Frequently Asked Questions

Why does HBM3 need active thermal management?

HBM3 stacks multiple DRAM dies vertically with TSVs, dramatically increasing power density per unit area. Heat from lower dies must travel through silicon layers to reach the heatsink, creating high thermal resistance. At elevated temperatures, DRAM charge retention degrades (requiring faster refresh), and operation above JEDEC limits (85°C standard, 95°C extended) risks data loss or permanent device damage.

How does the controller read DRAM temperature?

The DRAM reports its die temperature via Mode Register 4 (MR4). The controller issues a Mode Register Read (MRR) command with address 4, and the DRAM responds with an 8-bit temperature band code on the DQ bus. Each band covers approximately 5°C. JEDEC recommends polling MR4 at least every 50ms under normal operation.

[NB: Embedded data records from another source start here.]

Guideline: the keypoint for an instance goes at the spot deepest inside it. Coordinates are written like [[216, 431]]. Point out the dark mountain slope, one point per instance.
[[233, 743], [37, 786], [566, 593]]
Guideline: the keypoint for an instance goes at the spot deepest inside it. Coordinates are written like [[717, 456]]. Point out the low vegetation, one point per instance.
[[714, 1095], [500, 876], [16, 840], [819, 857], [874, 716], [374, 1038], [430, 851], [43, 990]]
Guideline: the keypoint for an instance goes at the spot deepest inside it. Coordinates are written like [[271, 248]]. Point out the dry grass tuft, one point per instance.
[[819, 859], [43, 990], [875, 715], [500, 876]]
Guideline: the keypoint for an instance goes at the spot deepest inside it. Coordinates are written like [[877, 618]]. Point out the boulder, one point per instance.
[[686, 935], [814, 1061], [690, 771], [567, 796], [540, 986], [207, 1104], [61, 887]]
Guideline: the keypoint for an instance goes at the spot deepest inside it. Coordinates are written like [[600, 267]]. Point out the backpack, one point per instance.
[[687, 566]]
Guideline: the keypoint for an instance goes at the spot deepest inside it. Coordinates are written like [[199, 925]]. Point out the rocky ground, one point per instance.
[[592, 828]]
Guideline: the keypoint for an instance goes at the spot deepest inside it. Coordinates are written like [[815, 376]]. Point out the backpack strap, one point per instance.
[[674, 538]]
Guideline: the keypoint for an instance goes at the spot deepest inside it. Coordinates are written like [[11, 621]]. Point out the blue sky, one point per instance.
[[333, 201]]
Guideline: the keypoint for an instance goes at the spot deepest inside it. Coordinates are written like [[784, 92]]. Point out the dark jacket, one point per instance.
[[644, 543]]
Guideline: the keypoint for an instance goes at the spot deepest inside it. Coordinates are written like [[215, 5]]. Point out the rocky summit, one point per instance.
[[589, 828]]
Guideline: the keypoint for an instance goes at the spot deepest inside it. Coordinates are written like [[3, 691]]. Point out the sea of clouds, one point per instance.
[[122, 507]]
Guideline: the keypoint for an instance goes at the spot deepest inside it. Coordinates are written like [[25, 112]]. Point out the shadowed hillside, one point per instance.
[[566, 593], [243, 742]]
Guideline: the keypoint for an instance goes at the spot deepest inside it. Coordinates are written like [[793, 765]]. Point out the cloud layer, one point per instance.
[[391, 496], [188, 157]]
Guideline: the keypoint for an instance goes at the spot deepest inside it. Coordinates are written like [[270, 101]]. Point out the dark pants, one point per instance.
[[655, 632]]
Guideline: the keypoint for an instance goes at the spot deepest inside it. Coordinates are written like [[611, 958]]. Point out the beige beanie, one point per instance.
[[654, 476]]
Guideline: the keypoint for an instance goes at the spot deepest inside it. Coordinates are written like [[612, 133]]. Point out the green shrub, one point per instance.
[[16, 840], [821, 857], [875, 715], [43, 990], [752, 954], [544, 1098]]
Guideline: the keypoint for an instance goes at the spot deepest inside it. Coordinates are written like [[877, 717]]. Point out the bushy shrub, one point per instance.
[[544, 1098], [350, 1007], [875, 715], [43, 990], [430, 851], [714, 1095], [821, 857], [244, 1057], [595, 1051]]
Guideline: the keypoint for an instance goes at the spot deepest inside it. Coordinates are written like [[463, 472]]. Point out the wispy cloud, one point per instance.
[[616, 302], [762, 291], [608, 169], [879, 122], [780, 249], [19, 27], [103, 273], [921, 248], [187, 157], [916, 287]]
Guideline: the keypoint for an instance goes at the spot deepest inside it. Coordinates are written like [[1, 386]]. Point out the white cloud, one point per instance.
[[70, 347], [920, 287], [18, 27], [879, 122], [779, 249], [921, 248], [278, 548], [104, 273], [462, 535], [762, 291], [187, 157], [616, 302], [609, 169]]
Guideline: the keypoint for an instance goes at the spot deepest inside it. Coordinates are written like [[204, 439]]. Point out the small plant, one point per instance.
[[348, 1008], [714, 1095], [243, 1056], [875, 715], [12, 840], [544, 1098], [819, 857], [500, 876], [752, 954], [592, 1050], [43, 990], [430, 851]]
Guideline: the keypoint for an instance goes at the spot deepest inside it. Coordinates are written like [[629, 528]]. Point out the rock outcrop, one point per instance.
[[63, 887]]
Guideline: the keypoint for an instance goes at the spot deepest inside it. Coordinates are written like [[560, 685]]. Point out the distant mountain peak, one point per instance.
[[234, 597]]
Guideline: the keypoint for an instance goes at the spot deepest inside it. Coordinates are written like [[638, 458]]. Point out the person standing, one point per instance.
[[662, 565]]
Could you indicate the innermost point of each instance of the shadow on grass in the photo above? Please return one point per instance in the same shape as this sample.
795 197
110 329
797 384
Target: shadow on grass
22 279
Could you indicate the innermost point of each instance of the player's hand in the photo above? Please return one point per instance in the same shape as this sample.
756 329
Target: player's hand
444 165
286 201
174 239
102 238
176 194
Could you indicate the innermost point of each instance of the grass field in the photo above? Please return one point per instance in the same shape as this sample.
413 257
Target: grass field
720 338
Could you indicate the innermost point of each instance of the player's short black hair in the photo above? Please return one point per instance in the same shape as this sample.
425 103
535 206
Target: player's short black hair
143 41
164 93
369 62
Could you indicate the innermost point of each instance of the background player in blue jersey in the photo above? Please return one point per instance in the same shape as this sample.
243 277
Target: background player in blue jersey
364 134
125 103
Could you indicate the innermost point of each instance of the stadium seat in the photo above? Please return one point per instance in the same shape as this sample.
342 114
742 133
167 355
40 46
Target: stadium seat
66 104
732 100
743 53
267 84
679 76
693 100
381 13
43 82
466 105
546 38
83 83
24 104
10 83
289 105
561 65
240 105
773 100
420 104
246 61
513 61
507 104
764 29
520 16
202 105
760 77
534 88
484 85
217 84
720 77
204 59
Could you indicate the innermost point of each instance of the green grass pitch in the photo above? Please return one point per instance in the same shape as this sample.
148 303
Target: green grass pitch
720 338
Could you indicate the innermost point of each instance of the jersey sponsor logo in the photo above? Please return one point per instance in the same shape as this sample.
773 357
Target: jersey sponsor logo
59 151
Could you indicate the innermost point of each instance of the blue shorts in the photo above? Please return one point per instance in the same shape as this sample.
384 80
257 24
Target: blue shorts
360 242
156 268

What is refresh derating (SRC) in HBM3?

At elevated temperatures, DRAM capacitors discharge faster, so the controller must shorten tREFI (the refresh interval). Above 85°C, tREFI must be halved — the controller doubles its refresh rate. Above 95°C, tREFI is quartered (4x refresh rate). This is called Self-Refresh Calibration (SRC) or thermal refresh derating per JESD238.

What are the HBM3 throttle levels?

The throttle controller implements four levels: Normal (below 75°C — full bandwidth, 1x refresh), Mild (75–85°C — 25% BW reduction, 2x refresh), Moderate (85–95°C — 50% BW reduction, 4x refresh), and Emergency shutdown (above 95°C — all traffic halted, tcase_alert asserted, zero BW limit). Hysteresis prevents rapid oscillation near thresholds.

How does bandwidth limiting actually work in the controller?

The bw_limit output indicates maximum allowable bandwidth as a percentage of nominal. The scheduler reads this and applies a token-bucket rate limiter: it counts commands issued per refresh window and stops accepting new AXI transactions once the count reaches floor(bw_limit/100 × max_cmds_per_window). This provides smooth bandwidth reduction without abrupt traffic halts.